A través de Internet, Kweller se mantiene conectado con su fans, y gira por todo el mundo, solo con su guitarra y su piano. Comentando su último show en Barcelona, a mediados de noviembre, un periodista de las revistas Ruta 66 y Mondosonoro se pregunta si, por su derroche de simpatía y energía positiva, y sorprendente actitud punk, no se trató del show del año. “Soy un tipo con suerte– explica simplemente Ben–. Para mí, tiene todo el sentido del mundo poder editar mis propios discos, y seguir tocando música donde quieran escucharme. La música es como mi religión.” ¿A quién le reza, entonces? ¿A Lennon o a Paul? “Me gustan más los sueños de Lennon que los de Paul –responde con una carcajada–. Es que, si hay un dios, ese dios es amor. Y la música es una de las mejores formas de expresar amor, más que cualquier otra forma de arte.”

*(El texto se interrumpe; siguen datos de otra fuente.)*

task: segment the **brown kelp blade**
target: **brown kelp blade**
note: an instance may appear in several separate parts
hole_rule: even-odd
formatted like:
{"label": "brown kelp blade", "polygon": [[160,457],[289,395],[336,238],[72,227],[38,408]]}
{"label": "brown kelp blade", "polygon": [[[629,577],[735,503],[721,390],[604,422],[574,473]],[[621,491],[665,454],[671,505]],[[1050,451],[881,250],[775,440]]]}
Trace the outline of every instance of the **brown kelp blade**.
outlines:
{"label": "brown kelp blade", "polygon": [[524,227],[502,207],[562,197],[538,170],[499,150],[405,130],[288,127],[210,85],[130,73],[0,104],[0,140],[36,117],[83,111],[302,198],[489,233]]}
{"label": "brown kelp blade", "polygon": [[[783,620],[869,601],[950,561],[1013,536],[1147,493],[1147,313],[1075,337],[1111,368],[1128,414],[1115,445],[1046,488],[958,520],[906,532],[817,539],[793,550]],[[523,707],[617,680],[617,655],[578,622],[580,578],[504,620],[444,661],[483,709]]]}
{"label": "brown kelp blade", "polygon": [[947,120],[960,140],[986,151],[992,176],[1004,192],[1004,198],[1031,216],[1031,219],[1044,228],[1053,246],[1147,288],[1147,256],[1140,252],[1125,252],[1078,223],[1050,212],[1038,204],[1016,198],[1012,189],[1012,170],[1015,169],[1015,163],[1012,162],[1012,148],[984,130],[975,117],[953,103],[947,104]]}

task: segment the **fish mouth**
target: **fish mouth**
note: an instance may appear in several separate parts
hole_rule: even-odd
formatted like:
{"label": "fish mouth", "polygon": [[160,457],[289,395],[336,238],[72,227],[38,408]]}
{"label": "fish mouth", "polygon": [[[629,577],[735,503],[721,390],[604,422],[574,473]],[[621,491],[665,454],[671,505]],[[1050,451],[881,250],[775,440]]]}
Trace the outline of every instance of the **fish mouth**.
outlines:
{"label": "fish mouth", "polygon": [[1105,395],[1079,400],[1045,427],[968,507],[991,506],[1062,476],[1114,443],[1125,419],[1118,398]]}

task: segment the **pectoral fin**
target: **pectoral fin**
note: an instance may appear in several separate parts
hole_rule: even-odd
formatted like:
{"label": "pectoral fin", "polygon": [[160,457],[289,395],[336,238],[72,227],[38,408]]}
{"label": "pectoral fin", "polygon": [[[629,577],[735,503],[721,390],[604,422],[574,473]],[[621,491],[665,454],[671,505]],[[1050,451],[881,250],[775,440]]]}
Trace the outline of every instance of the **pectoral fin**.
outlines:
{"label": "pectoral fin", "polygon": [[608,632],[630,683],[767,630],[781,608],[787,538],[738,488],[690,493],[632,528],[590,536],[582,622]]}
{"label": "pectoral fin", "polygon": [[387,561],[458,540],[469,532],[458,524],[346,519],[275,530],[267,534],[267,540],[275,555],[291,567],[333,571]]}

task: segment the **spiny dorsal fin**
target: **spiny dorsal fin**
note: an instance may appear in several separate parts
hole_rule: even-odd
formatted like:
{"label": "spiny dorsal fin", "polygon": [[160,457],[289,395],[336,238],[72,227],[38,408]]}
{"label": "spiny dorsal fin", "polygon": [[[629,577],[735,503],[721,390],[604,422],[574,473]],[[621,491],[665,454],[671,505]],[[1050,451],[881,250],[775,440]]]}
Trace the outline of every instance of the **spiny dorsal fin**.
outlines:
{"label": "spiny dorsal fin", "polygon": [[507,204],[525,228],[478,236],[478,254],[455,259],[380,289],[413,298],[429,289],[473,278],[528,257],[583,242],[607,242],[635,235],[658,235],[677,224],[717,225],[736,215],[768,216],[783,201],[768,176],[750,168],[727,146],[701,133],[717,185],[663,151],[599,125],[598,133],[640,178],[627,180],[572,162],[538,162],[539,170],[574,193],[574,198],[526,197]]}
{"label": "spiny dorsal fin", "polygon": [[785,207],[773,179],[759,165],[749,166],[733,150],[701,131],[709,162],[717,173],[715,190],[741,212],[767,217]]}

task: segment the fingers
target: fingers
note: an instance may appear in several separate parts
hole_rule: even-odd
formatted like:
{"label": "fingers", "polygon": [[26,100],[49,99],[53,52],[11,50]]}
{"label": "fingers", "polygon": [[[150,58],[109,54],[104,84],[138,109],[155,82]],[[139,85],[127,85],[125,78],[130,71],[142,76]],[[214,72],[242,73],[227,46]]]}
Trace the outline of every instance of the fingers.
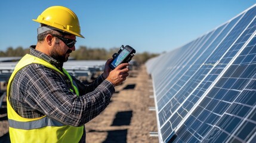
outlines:
{"label": "fingers", "polygon": [[109,59],[108,59],[107,60],[107,62],[106,62],[106,64],[107,64],[107,65],[109,64],[110,63],[111,61],[112,61],[112,59],[113,58],[109,58]]}

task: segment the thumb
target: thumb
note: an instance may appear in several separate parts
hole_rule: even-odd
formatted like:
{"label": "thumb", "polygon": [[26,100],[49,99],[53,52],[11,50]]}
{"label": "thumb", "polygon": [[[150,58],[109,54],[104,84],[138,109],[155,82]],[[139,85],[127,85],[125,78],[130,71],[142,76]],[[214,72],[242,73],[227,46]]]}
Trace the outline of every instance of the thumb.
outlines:
{"label": "thumb", "polygon": [[112,61],[112,59],[113,58],[109,58],[109,60],[107,60],[107,62],[106,62],[106,63],[107,64],[109,64],[111,63],[111,61]]}

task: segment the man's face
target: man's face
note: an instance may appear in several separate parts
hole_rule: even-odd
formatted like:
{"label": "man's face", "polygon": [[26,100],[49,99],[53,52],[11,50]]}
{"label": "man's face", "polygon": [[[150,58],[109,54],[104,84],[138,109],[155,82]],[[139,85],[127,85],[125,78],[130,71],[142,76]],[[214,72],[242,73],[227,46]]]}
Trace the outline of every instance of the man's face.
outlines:
{"label": "man's face", "polygon": [[[73,40],[76,39],[75,35],[65,36],[64,38]],[[56,41],[56,39],[58,38],[55,37],[55,41],[53,42],[53,48],[50,52],[50,56],[60,63],[67,61],[70,54],[75,50],[75,45],[71,48],[69,48],[63,41],[60,39]]]}

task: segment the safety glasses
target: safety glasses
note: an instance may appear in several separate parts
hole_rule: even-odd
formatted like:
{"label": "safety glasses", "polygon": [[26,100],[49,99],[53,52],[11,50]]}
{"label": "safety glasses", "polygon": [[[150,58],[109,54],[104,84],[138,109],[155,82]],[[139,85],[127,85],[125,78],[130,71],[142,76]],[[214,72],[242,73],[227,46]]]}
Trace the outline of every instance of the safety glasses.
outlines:
{"label": "safety glasses", "polygon": [[75,45],[75,44],[76,43],[76,41],[75,41],[75,40],[73,40],[73,39],[67,39],[67,38],[63,38],[63,37],[61,37],[61,36],[60,36],[58,35],[53,35],[53,34],[52,34],[51,35],[53,35],[53,36],[57,37],[58,39],[60,39],[69,48],[72,48]]}

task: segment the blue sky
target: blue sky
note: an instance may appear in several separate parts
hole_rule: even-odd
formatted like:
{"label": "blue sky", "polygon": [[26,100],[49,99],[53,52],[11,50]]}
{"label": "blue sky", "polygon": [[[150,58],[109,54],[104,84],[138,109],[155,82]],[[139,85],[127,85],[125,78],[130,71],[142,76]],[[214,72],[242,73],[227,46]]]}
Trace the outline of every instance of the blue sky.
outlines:
{"label": "blue sky", "polygon": [[0,51],[36,43],[36,18],[45,8],[67,7],[79,18],[76,48],[129,45],[137,52],[170,51],[226,23],[255,4],[252,0],[3,1]]}

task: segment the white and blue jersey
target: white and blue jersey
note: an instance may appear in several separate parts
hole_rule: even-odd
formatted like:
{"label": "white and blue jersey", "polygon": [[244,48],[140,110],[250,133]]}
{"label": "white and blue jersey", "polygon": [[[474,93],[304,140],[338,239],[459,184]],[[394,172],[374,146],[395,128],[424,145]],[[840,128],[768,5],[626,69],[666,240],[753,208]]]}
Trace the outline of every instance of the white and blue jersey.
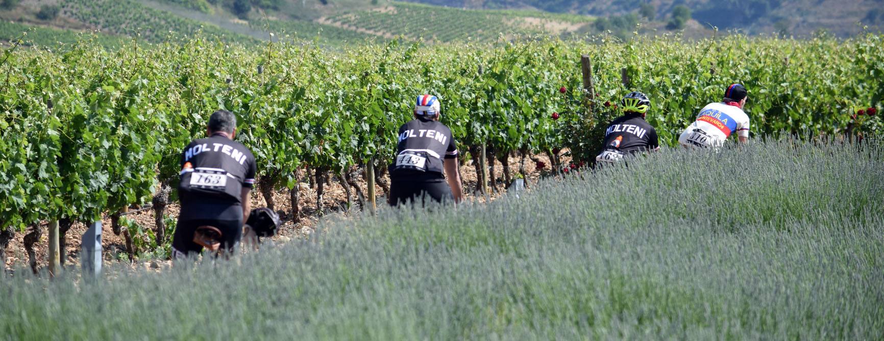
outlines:
{"label": "white and blue jersey", "polygon": [[735,133],[739,137],[749,137],[749,116],[738,106],[714,102],[700,110],[678,141],[685,146],[711,147],[724,142]]}

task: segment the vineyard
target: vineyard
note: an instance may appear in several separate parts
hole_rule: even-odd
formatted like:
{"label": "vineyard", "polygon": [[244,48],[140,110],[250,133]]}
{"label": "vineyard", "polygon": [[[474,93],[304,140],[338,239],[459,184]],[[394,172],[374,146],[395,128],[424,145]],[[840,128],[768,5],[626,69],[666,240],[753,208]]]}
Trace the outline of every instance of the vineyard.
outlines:
{"label": "vineyard", "polygon": [[[27,34],[22,34],[27,32]],[[0,21],[0,39],[11,42],[20,37],[22,45],[54,47],[57,44],[73,44],[87,39],[93,43],[108,49],[122,46],[126,37],[95,33],[87,34],[73,30],[63,30],[50,27],[28,27],[27,25]]]}
{"label": "vineyard", "polygon": [[316,39],[324,45],[332,47],[347,46],[348,43],[362,44],[367,40],[378,42],[384,41],[383,37],[377,35],[305,20],[262,20],[253,26],[255,28],[273,32],[281,37],[287,34],[296,38],[296,41]]}
{"label": "vineyard", "polygon": [[330,219],[234,261],[16,272],[0,335],[881,339],[880,142],[670,149],[490,204]]}
{"label": "vineyard", "polygon": [[257,40],[214,25],[147,7],[134,0],[63,0],[63,13],[91,27],[120,35],[140,35],[160,42],[170,35],[185,38],[202,31],[225,42],[256,43]]}
{"label": "vineyard", "polygon": [[342,11],[325,21],[377,35],[437,42],[494,42],[501,34],[556,35],[575,31],[587,17],[520,11],[478,11],[392,3],[384,8]]}
{"label": "vineyard", "polygon": [[[492,163],[547,154],[556,172],[569,166],[562,150],[575,166],[591,163],[598,129],[617,114],[611,103],[629,89],[648,94],[648,121],[669,146],[734,81],[749,89],[755,138],[874,137],[882,128],[872,115],[884,94],[882,39],[393,41],[326,51],[203,37],[130,42],[116,50],[82,43],[62,54],[7,51],[0,64],[0,226],[89,222],[155,193],[164,198],[181,147],[203,133],[219,108],[239,116],[238,140],[257,158],[265,198],[296,189],[305,169],[317,179],[347,178],[368,164],[383,171],[415,94],[439,96],[464,163],[484,147]],[[594,92],[582,89],[581,54],[594,65]],[[519,164],[503,166],[507,180],[520,176]]]}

Cuando se le comenta que también es una buena forma de sacarse la rabia, Kweller asiente, y confiesa que la mejor música enojada para él es la de Nirvana. “Pero como compositor, yo siempre trato de poner una luz al final del túnel. Ese es mi truco. Tengo que convencerme de que todo va a salir bien.” ¿Eso significa que del sexo, drogas y rock’n’roll siempre se mantuvo cerca del rock’n’roll? “Para nada –responde–. Sólo que no me gusta hablar de eso en mis canciones. No necesito decir que he aspirado cocaína con Marilyn Manson o que me he acostado con prostitutas. Tuve mucho de sexo y drogas, pero no es parte de mi mensaje como artista –responde el músico que manda al mundo a hacer volar un barrilete desde su admirable último disco, lleno de energía y grandes canciones–. Hay muchos temas que se refieren a situaciones poco felices, como perder amigos o tener que soportar que las cosas no sean como uno quiere. Pero uno no puede controlar al mundo, sólo podés controlar cómo seguir adelante a pesar de todo eso.”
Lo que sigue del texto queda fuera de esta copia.